Gender Gaps in National Security

Ameshia Cross | Oct 27, 2020

If it seems like women are always fighting to break glass ceilings—it’s not a figment of your imagination. Women are still fighting battles across multiple fronts to receive the recognition, promotions, and honor that their work deserves and that their male counterparts’ access with ease. There is no place this is more evident the national security. Counterterrorism experts, intelligence, the women who serve in diplomatic missions strengthening our global alliances are often missing from the history books, and few, if any of these courageous souls are featured in news interviews.

Part of the reason is that national security remains a male-dominated industry seen as masculine and often dominated by former military leaders. And even when women are in “the room where it happened” they must combat invisibility. Gina Abercrombie-Winstanley is one example. In national security, Abercrombie-Winstanley is a double minority: both a woman and Black. She served 30 years as a US diplomat with roles including ambassador to Malta, election monitoring in Gaza, leading missions in Saudi Arabia and expanding counterterrorism partnerships. But even with this impressive resume, she faced discrimination and jarring responses to her presence in high-level meetings.  As she described it, “sometimes it’s as obvious as a head jerk, there would be a physical reaction of skepticism.

But the voices of women in national security are just as important as the democracy guarding work they do every day. Instead of complaining about purposeful erasure, women in the field have decided to act and look at 2020 and beyond as a watershed moment. The Leadership Council for Women in National Security was formed to “provide the public leadership and specific benchmarks to improve gender diversity and fight unconscious bias” in the national security field. The group is nonpartisan and using its platform to challenge presidential candidates to support gender inclusivity and support women in the national security field if elected.

This is important because nearly 3,000 national security jobs will be filled by presidential appointment and sadly throughout history women were often overlooked. And this isn’t just about optics or quotas. There are substantive reasons why women need to be at the table in national security posts. Research at the National Democratic Institute,  found that women in politics are more likely than men to work across party lines and to promote citizen confidence in democratic institutions. The research further suggests that more diversity in national security leadership can help solve more problems.

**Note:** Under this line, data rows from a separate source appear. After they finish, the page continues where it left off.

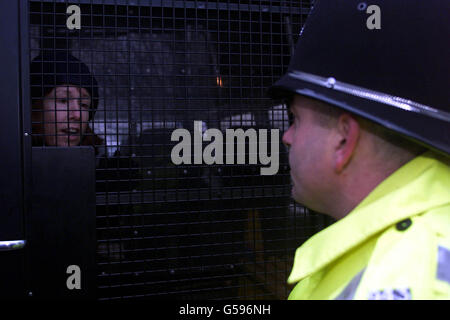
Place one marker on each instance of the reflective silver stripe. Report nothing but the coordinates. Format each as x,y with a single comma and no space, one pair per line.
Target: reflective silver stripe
443,269
349,291
361,92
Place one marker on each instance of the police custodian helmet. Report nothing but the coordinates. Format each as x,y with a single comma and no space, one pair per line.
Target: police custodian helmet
385,60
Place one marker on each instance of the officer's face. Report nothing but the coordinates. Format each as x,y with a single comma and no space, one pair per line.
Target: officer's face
309,154
65,115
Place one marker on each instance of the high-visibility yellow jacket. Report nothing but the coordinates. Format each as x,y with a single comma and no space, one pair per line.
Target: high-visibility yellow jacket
394,245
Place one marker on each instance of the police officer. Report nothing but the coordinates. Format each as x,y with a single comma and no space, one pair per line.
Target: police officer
369,145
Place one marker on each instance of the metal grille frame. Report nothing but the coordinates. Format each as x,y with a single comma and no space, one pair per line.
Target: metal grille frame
184,231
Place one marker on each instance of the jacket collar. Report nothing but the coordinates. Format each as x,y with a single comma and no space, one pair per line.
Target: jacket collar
417,186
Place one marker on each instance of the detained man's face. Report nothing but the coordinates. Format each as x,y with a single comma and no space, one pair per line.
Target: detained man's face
309,155
65,115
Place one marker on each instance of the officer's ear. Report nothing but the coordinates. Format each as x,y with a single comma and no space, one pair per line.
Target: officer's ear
346,135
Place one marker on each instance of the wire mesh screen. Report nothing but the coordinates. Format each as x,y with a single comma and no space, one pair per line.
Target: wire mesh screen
190,230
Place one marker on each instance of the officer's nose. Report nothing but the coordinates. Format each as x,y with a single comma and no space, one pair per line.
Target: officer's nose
287,137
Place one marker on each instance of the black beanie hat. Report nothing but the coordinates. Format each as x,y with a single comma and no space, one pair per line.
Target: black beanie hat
54,68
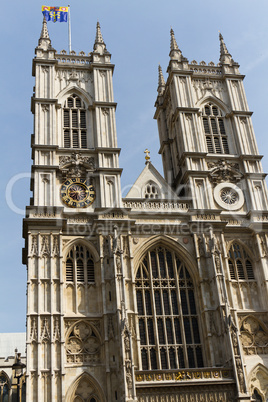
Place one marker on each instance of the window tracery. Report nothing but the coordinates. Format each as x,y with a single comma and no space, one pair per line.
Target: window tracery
254,336
214,128
80,265
242,278
83,344
240,265
74,123
4,387
168,320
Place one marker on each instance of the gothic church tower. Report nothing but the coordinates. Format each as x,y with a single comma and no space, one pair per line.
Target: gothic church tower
72,346
162,295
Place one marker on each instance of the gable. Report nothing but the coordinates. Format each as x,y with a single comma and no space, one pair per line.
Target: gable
151,185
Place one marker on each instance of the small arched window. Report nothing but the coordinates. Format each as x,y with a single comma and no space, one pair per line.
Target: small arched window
240,265
256,396
80,265
74,123
214,128
4,387
151,190
167,313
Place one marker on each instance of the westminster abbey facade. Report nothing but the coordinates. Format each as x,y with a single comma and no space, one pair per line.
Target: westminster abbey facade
160,296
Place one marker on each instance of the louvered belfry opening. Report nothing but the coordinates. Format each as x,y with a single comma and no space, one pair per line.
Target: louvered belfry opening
214,128
74,123
168,319
80,265
240,265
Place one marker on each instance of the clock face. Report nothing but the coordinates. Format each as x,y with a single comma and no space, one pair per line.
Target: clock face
77,193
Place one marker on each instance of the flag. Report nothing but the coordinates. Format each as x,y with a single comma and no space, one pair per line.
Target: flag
55,13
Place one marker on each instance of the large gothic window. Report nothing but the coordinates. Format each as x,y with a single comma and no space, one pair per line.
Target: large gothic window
214,128
74,123
167,313
80,265
242,278
240,266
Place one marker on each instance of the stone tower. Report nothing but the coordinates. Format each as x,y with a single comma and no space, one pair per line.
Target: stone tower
162,295
73,345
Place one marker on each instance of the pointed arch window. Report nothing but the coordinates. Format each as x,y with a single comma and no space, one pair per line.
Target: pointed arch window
214,128
74,123
240,265
151,190
168,321
80,265
4,387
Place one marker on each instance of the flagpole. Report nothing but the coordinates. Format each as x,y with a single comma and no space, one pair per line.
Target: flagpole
69,28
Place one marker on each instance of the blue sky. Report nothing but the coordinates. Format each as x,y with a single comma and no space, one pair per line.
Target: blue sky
137,35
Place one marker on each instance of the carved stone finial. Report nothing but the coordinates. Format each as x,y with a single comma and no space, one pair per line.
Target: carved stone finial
161,81
44,41
99,45
175,52
225,56
147,156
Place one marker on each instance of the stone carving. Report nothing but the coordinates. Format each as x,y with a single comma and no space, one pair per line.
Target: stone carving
33,332
68,75
263,244
235,342
83,344
56,332
76,165
254,336
45,246
125,245
117,242
34,247
45,336
208,394
45,108
240,375
259,381
55,248
110,328
105,111
223,171
106,246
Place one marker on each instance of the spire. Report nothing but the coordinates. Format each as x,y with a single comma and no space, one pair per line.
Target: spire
44,40
161,81
175,52
147,157
44,32
99,45
225,56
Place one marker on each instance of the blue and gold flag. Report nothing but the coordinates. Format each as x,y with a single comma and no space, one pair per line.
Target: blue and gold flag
55,13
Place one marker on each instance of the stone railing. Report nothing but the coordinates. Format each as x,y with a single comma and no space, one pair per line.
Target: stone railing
184,376
72,59
156,206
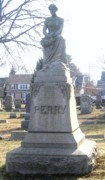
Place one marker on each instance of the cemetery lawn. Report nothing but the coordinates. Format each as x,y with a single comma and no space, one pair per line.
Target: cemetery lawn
6,144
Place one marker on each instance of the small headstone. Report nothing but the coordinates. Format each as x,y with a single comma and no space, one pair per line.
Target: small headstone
98,102
22,115
18,135
25,122
28,103
86,104
9,103
13,115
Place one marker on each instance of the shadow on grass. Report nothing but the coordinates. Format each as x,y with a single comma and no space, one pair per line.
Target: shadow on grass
8,176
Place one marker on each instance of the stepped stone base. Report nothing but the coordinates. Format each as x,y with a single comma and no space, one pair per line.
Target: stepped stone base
44,161
54,143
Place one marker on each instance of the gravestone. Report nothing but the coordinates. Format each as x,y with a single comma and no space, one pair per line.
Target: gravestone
1,104
9,103
28,102
18,103
25,122
86,104
54,143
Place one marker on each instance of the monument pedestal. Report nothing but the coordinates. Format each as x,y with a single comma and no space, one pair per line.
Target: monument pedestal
54,143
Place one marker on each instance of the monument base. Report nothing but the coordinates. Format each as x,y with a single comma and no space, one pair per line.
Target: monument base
35,161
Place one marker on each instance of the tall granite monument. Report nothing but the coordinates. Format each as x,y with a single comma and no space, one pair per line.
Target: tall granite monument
54,143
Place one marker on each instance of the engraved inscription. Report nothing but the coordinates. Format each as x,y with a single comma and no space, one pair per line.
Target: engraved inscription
50,109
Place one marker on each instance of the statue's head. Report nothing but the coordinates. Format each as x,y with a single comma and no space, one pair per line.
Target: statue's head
53,7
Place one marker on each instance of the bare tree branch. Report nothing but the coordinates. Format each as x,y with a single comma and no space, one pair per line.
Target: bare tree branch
20,28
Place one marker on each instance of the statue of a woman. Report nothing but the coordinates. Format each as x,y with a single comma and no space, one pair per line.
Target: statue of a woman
53,43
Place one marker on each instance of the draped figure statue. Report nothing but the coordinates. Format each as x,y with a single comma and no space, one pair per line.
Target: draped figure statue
53,43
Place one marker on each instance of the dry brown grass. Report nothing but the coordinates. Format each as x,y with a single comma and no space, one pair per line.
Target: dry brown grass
6,145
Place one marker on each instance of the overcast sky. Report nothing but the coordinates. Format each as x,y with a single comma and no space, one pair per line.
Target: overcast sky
84,32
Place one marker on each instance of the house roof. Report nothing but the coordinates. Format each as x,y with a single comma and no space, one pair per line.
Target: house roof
19,78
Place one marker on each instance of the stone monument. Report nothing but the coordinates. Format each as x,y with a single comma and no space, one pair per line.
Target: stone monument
9,103
25,122
86,103
54,143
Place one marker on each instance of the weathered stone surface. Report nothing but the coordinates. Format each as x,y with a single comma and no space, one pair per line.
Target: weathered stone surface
9,103
18,135
24,124
86,104
54,143
53,160
28,102
18,103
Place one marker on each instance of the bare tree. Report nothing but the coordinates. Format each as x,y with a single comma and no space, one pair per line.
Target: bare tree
20,23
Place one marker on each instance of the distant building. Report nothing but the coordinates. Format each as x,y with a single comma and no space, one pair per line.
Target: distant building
101,85
2,87
18,86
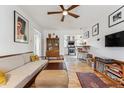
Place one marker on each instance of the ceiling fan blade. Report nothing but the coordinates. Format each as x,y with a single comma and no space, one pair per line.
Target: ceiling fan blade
62,7
58,12
62,18
73,15
72,7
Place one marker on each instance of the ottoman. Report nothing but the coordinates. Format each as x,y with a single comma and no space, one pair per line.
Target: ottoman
52,79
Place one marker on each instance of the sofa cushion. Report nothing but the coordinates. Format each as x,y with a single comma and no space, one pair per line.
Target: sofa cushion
22,75
10,63
27,57
52,79
3,79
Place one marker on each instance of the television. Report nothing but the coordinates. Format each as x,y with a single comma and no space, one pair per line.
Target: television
115,39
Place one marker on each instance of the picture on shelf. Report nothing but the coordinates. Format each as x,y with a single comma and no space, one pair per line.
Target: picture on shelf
95,29
21,28
86,35
116,17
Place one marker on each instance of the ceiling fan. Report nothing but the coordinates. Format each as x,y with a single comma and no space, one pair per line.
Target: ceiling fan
65,12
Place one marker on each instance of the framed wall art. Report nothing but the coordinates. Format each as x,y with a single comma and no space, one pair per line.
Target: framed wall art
116,17
21,28
95,29
86,35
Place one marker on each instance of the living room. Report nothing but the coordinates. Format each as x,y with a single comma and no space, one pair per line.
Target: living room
42,45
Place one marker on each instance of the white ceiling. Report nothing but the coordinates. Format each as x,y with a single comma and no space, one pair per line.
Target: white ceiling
39,15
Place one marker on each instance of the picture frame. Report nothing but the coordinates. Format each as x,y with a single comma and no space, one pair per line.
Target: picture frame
21,28
86,35
116,17
95,29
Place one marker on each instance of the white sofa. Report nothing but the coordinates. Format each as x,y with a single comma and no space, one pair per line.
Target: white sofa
20,70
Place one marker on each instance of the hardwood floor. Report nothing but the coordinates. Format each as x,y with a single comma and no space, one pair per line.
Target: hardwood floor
74,65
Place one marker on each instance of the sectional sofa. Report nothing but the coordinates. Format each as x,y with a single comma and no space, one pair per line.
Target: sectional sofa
19,69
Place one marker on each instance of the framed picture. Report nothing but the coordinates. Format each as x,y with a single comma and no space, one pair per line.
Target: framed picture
86,35
95,29
21,28
116,17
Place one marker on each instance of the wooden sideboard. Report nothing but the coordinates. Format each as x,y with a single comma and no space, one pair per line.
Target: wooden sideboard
52,48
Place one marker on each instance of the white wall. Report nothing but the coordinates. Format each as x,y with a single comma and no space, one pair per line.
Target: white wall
7,44
99,14
60,34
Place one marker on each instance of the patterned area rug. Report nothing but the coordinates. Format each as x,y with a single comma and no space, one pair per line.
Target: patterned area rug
90,80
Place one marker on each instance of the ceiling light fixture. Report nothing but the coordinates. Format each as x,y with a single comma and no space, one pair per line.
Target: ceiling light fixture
65,12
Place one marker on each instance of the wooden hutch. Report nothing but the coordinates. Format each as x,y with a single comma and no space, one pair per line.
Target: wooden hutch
52,46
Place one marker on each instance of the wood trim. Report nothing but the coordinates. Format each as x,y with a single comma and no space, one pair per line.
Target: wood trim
118,61
15,54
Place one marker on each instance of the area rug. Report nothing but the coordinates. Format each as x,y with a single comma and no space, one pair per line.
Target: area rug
90,80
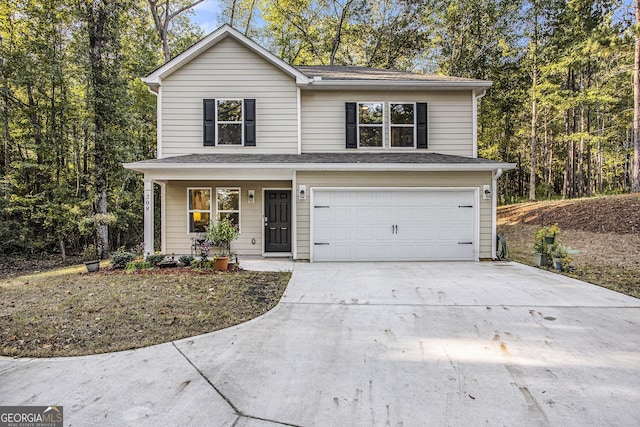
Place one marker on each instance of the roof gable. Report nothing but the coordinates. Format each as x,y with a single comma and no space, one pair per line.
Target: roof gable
154,79
319,77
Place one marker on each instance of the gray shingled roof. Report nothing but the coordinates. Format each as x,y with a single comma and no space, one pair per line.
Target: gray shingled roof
364,73
320,158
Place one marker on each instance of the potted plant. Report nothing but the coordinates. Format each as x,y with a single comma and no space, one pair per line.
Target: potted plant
548,233
544,245
91,256
222,233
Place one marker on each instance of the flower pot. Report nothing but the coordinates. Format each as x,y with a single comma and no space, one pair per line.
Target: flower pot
541,260
557,263
221,263
92,266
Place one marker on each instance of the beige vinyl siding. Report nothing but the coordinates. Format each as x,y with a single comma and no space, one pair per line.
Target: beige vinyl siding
392,179
177,240
229,70
449,118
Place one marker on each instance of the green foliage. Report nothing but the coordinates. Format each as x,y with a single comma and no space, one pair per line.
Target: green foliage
134,266
204,265
121,257
186,260
222,233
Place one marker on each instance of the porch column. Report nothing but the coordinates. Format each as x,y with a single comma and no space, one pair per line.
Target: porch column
148,217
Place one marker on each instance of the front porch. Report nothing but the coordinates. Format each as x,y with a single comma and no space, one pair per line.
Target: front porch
262,210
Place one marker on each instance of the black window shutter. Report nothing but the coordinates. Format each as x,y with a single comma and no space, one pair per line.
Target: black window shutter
209,131
250,122
351,121
421,113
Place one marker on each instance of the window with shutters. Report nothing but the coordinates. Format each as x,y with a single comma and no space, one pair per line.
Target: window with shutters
370,124
365,125
198,209
402,125
229,122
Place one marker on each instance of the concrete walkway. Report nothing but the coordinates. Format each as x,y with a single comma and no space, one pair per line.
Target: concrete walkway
364,344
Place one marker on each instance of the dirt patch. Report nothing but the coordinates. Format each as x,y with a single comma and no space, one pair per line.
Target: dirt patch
67,313
607,258
610,214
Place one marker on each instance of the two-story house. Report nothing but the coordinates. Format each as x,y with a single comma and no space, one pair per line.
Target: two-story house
318,163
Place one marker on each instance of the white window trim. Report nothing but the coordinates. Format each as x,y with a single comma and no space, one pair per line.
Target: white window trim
189,210
232,211
381,126
414,126
221,122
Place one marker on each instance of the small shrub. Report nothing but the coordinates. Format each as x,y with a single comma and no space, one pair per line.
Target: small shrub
155,259
120,258
186,260
132,266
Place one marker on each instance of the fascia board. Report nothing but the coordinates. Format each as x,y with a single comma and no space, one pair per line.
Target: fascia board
210,40
396,85
315,167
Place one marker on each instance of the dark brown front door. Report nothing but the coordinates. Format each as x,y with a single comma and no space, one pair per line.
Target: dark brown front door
277,221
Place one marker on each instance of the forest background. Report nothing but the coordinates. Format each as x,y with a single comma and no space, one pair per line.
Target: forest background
73,107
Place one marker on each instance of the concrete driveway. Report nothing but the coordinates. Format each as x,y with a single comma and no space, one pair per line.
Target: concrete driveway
371,344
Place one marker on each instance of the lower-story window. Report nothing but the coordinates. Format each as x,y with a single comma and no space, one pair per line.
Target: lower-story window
198,209
228,204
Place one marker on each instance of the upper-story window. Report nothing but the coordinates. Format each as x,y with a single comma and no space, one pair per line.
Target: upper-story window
365,125
198,209
229,119
370,124
402,125
229,122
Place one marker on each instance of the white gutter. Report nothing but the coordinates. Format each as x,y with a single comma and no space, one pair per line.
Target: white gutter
395,84
299,107
494,209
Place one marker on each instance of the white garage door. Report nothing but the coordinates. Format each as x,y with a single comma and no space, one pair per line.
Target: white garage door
394,225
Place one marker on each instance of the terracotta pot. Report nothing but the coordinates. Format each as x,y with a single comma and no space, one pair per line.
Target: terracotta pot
541,260
221,263
92,266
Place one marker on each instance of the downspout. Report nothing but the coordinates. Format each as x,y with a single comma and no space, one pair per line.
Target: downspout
494,210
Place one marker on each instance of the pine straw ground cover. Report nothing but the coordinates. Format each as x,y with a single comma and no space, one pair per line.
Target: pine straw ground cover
605,231
68,313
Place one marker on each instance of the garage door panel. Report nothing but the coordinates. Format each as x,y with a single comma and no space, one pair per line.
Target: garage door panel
391,224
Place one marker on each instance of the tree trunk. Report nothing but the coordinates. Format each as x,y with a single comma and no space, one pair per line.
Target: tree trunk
635,174
534,109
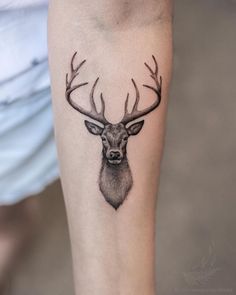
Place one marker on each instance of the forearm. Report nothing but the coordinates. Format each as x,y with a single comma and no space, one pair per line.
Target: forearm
112,240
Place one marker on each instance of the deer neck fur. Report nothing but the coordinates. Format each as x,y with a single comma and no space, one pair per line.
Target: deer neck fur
115,181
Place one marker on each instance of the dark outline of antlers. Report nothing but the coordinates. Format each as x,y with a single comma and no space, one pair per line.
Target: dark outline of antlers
100,116
93,114
135,113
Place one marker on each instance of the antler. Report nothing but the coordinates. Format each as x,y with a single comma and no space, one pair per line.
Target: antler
93,114
135,113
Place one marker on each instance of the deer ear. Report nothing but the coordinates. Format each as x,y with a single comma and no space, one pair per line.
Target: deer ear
93,128
135,128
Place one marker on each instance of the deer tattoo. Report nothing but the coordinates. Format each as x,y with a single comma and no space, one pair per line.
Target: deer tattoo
115,178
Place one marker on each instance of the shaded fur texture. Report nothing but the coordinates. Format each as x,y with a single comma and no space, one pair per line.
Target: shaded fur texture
115,182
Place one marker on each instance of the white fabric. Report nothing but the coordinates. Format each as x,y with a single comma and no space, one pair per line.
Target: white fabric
23,47
28,160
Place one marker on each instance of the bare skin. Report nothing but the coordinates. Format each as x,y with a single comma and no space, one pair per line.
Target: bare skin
113,250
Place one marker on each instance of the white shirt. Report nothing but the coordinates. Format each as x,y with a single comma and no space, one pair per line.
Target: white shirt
23,48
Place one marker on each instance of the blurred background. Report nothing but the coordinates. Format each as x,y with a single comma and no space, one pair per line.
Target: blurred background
196,239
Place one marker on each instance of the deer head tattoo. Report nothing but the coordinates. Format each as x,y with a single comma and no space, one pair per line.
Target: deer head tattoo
115,178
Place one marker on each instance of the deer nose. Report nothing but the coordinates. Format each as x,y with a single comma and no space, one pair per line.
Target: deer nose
115,155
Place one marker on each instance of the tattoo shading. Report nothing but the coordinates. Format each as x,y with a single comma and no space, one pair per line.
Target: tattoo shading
115,178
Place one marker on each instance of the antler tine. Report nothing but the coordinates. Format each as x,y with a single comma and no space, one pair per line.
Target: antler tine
135,107
102,104
93,106
135,113
93,114
126,104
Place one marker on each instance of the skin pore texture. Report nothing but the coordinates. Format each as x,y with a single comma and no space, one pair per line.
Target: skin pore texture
115,178
113,250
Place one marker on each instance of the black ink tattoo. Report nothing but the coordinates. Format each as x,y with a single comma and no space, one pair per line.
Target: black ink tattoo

Post #MeToo movement, record-setting female members of Congress in the 2018 class, and America’s first Black female vice-presidential candidate on a major party ticket, its clear women have made great gains on multiple fronts. Women are fired up and ready. It’s time to press go. In fact, there are even young women’s groups emerging to make national security a first thought job opportunity for women. Organizations like Girl Security that introduces kids as young as eight to security issues. The future is female and its time national security leaders took notice.